BY WAY OF EXPLANATION (January 4, 2007)
After this weekend, Benjamin’s will be closed through Easter. This afternoon I went to the restaurant to make sure it would be opened this evening. Benjamin and Milica Pahović assured me it would be. By way of explanation of my anxiety, I told them a story my mother had told me many years ago. In a village close to Pazin, where she was born and raised, there was a feeble-minded man everyone knew and liked. If my memory is not playing tricks on me, his name was Kito. He roamed through the countryside unmolested. After the grapes were picked one year, he was spotted picking the remains in someone’s vineyard. There was plenty to pick still. “Eat, Kito, eat,” he was heard urging himself as he chewed and chewed, “you won’t have it for long.” Benjamin and Milica laughed. No prize for guessing where I will be eating through the end of this weekend.

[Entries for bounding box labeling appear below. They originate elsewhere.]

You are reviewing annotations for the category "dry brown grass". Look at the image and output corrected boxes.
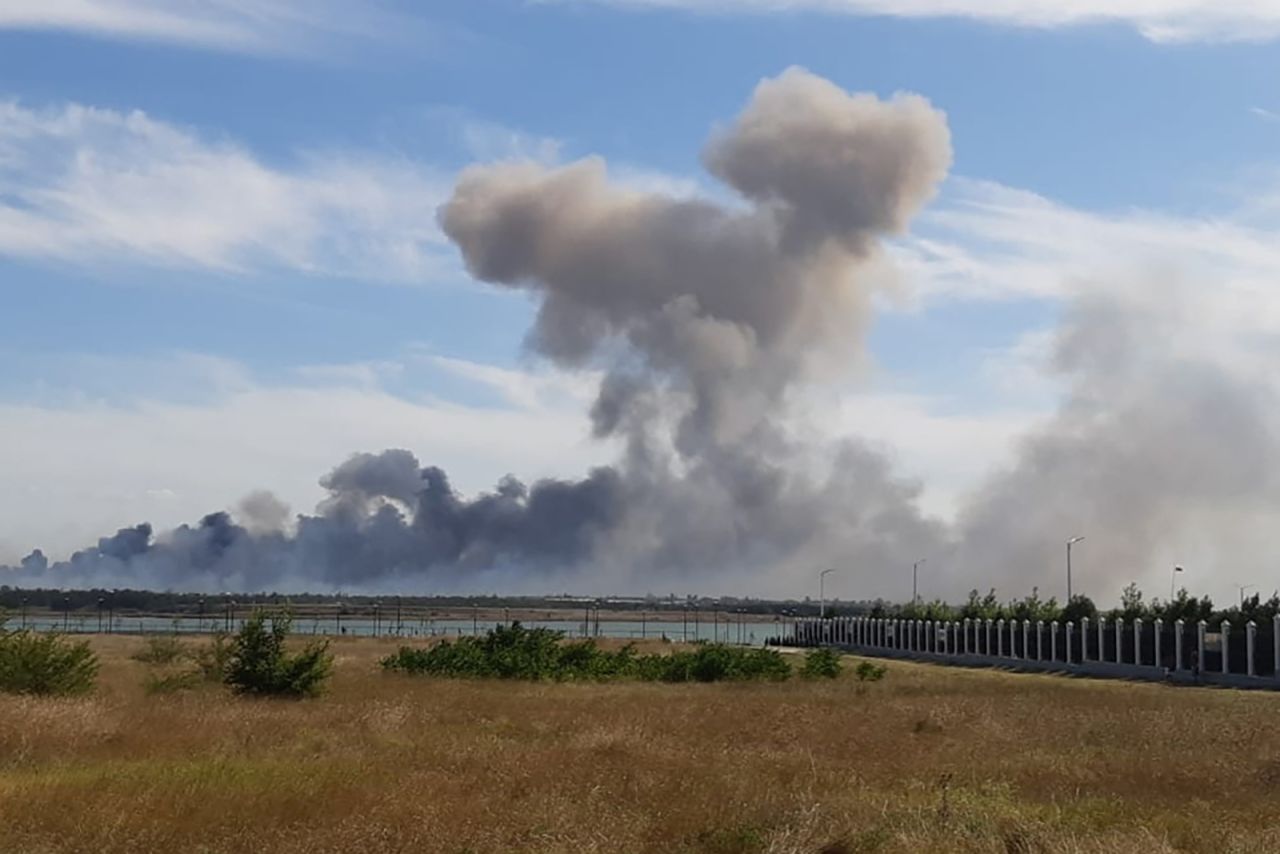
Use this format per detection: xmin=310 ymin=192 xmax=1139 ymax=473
xmin=0 ymin=638 xmax=1280 ymax=854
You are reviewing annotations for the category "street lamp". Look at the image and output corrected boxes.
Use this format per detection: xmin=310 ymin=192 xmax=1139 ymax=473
xmin=818 ymin=570 xmax=835 ymax=620
xmin=1066 ymin=536 xmax=1084 ymax=604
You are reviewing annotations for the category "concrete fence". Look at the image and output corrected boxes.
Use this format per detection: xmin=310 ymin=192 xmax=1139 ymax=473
xmin=781 ymin=616 xmax=1280 ymax=690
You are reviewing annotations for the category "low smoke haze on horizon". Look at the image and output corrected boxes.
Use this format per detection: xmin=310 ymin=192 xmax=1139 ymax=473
xmin=0 ymin=10 xmax=1280 ymax=604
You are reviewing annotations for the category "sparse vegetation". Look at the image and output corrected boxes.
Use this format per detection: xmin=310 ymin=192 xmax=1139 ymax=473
xmin=0 ymin=625 xmax=99 ymax=695
xmin=381 ymin=622 xmax=791 ymax=682
xmin=800 ymin=647 xmax=842 ymax=679
xmin=854 ymin=661 xmax=888 ymax=682
xmin=0 ymin=636 xmax=1280 ymax=854
xmin=223 ymin=611 xmax=333 ymax=698
xmin=193 ymin=631 xmax=233 ymax=682
xmin=133 ymin=635 xmax=188 ymax=665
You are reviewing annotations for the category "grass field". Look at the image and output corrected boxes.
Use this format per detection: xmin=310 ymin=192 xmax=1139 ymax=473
xmin=0 ymin=636 xmax=1280 ymax=854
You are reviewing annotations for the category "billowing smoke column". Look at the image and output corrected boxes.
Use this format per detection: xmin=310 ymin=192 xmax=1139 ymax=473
xmin=948 ymin=294 xmax=1280 ymax=598
xmin=0 ymin=69 xmax=951 ymax=589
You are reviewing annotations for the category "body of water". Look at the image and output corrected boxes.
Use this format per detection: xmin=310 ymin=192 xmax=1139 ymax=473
xmin=6 ymin=613 xmax=791 ymax=645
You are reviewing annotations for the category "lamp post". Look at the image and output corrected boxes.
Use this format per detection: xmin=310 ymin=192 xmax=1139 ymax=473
xmin=1235 ymin=584 xmax=1258 ymax=608
xmin=1066 ymin=536 xmax=1084 ymax=604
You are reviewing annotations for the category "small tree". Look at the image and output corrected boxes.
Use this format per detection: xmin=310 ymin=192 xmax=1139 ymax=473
xmin=223 ymin=612 xmax=333 ymax=697
xmin=0 ymin=624 xmax=97 ymax=694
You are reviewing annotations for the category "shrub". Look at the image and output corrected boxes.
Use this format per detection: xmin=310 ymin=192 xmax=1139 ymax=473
xmin=223 ymin=612 xmax=333 ymax=698
xmin=0 ymin=626 xmax=99 ymax=695
xmin=637 ymin=644 xmax=791 ymax=682
xmin=381 ymin=622 xmax=791 ymax=682
xmin=132 ymin=635 xmax=187 ymax=665
xmin=854 ymin=661 xmax=888 ymax=682
xmin=193 ymin=631 xmax=232 ymax=682
xmin=800 ymin=647 xmax=842 ymax=679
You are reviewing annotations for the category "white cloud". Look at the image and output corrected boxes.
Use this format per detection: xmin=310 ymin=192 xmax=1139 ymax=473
xmin=0 ymin=0 xmax=425 ymax=54
xmin=578 ymin=0 xmax=1280 ymax=42
xmin=0 ymin=101 xmax=452 ymax=280
xmin=892 ymin=179 xmax=1280 ymax=332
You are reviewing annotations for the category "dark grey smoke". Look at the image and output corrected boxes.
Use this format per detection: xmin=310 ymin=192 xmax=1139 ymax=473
xmin=951 ymin=289 xmax=1280 ymax=600
xmin=0 ymin=69 xmax=951 ymax=589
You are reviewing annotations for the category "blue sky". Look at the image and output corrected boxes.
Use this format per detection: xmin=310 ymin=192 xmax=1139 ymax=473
xmin=0 ymin=0 xmax=1280 ymax=601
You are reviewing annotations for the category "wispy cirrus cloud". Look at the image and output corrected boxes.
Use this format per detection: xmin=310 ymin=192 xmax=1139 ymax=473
xmin=0 ymin=0 xmax=431 ymax=54
xmin=0 ymin=101 xmax=452 ymax=280
xmin=571 ymin=0 xmax=1280 ymax=42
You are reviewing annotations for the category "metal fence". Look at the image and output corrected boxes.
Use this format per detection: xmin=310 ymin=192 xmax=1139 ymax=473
xmin=777 ymin=616 xmax=1280 ymax=689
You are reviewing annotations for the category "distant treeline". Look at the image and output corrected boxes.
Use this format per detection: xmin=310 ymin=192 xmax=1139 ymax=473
xmin=0 ymin=585 xmax=819 ymax=616
xmin=868 ymin=584 xmax=1280 ymax=626
xmin=0 ymin=584 xmax=1280 ymax=625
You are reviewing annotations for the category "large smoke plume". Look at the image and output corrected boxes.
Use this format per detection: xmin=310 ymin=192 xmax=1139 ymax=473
xmin=0 ymin=69 xmax=951 ymax=589
xmin=9 ymin=69 xmax=1280 ymax=595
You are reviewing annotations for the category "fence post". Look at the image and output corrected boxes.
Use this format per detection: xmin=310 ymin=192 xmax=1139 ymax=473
xmin=1217 ymin=620 xmax=1231 ymax=673
xmin=1244 ymin=620 xmax=1258 ymax=676
xmin=1174 ymin=620 xmax=1187 ymax=672
xmin=1196 ymin=620 xmax=1208 ymax=672
xmin=1271 ymin=613 xmax=1280 ymax=679
xmin=1151 ymin=617 xmax=1165 ymax=667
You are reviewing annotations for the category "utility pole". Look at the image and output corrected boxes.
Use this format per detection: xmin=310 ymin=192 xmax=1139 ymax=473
xmin=1066 ymin=536 xmax=1084 ymax=604
xmin=818 ymin=570 xmax=835 ymax=620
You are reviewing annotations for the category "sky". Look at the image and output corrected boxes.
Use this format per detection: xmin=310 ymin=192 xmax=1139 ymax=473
xmin=0 ymin=0 xmax=1280 ymax=600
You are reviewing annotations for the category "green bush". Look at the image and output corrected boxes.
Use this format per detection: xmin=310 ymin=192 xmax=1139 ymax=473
xmin=0 ymin=626 xmax=99 ymax=695
xmin=193 ymin=631 xmax=232 ymax=682
xmin=132 ymin=635 xmax=187 ymax=665
xmin=223 ymin=612 xmax=333 ymax=698
xmin=854 ymin=661 xmax=888 ymax=682
xmin=381 ymin=622 xmax=791 ymax=682
xmin=800 ymin=647 xmax=842 ymax=679
xmin=637 ymin=644 xmax=791 ymax=682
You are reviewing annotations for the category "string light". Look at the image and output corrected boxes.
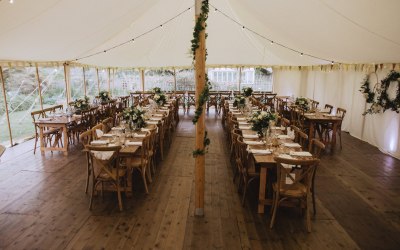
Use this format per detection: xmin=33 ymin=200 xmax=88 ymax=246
xmin=76 ymin=5 xmax=193 ymax=61
xmin=210 ymin=4 xmax=335 ymax=63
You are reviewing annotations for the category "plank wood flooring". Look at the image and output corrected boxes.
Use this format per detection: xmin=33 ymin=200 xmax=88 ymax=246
xmin=0 ymin=109 xmax=400 ymax=249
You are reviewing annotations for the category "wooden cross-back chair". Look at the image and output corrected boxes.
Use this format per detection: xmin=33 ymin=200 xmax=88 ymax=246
xmin=86 ymin=145 xmax=127 ymax=211
xmin=125 ymin=132 xmax=152 ymax=194
xmin=270 ymin=157 xmax=319 ymax=232
xmin=79 ymin=130 xmax=93 ymax=193
xmin=237 ymin=136 xmax=260 ymax=206
xmin=310 ymin=139 xmax=325 ymax=215
xmin=31 ymin=110 xmax=62 ymax=154
xmin=324 ymin=104 xmax=333 ymax=114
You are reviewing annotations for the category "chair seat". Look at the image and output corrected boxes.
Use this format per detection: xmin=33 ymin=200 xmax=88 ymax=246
xmin=129 ymin=157 xmax=147 ymax=168
xmin=272 ymin=183 xmax=307 ymax=198
xmin=98 ymin=168 xmax=126 ymax=181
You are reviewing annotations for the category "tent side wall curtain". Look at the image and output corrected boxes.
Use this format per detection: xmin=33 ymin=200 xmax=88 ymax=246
xmin=274 ymin=68 xmax=400 ymax=158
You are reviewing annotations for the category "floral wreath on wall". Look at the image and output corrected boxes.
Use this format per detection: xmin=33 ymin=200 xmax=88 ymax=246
xmin=360 ymin=70 xmax=400 ymax=115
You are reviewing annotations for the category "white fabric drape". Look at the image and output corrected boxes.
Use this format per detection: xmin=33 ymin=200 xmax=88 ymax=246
xmin=274 ymin=69 xmax=400 ymax=158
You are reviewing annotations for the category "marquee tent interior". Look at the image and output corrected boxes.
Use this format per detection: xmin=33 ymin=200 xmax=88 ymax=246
xmin=0 ymin=0 xmax=400 ymax=158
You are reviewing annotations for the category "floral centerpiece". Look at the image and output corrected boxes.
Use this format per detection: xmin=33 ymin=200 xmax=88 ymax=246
xmin=153 ymin=93 xmax=167 ymax=106
xmin=233 ymin=95 xmax=246 ymax=108
xmin=243 ymin=87 xmax=253 ymax=97
xmin=99 ymin=90 xmax=111 ymax=102
xmin=122 ymin=106 xmax=146 ymax=129
xmin=72 ymin=96 xmax=89 ymax=113
xmin=295 ymin=97 xmax=310 ymax=111
xmin=250 ymin=111 xmax=275 ymax=136
xmin=153 ymin=87 xmax=162 ymax=94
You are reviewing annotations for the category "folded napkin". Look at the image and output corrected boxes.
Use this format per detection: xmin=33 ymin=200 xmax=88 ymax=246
xmin=279 ymin=154 xmax=294 ymax=160
xmin=290 ymin=151 xmax=312 ymax=156
xmin=283 ymin=142 xmax=301 ymax=148
xmin=133 ymin=133 xmax=146 ymax=138
xmin=243 ymin=140 xmax=264 ymax=145
xmin=125 ymin=141 xmax=142 ymax=146
xmin=243 ymin=134 xmax=258 ymax=139
xmin=90 ymin=140 xmax=108 ymax=145
xmin=278 ymin=135 xmax=290 ymax=139
xmin=38 ymin=117 xmax=51 ymax=122
xmin=92 ymin=151 xmax=114 ymax=161
xmin=96 ymin=129 xmax=104 ymax=138
xmin=111 ymin=127 xmax=124 ymax=131
xmin=319 ymin=109 xmax=330 ymax=113
xmin=239 ymin=125 xmax=251 ymax=129
xmin=249 ymin=149 xmax=271 ymax=155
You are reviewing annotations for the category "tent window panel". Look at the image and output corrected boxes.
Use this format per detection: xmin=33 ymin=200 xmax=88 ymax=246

Addendum (January 9, 2007)
Benjamin and Milica were quite revolted when they learned through the grapevine that not a single café would be open in Motovun for a good part of January. “If we got together,” Milica kept repeating, “we would have come up with a schedule such that at least one place remained open at any one time.” Indeed. But this is not how things are done in our town. Getting people together is not only difficult, it is also almost impossible. And so Benjamin and Milica decided to take things into their own hands. They turned the bar of their restaurant into a café and hired one of their temporary waiters to tend it for the few critical weeks. On their instructions, he also gets the fireplace going every single morning. “We will not make any money,” Milica kept repeating, “but we will not lose any, either.” Bless them both, not least for that fireplace.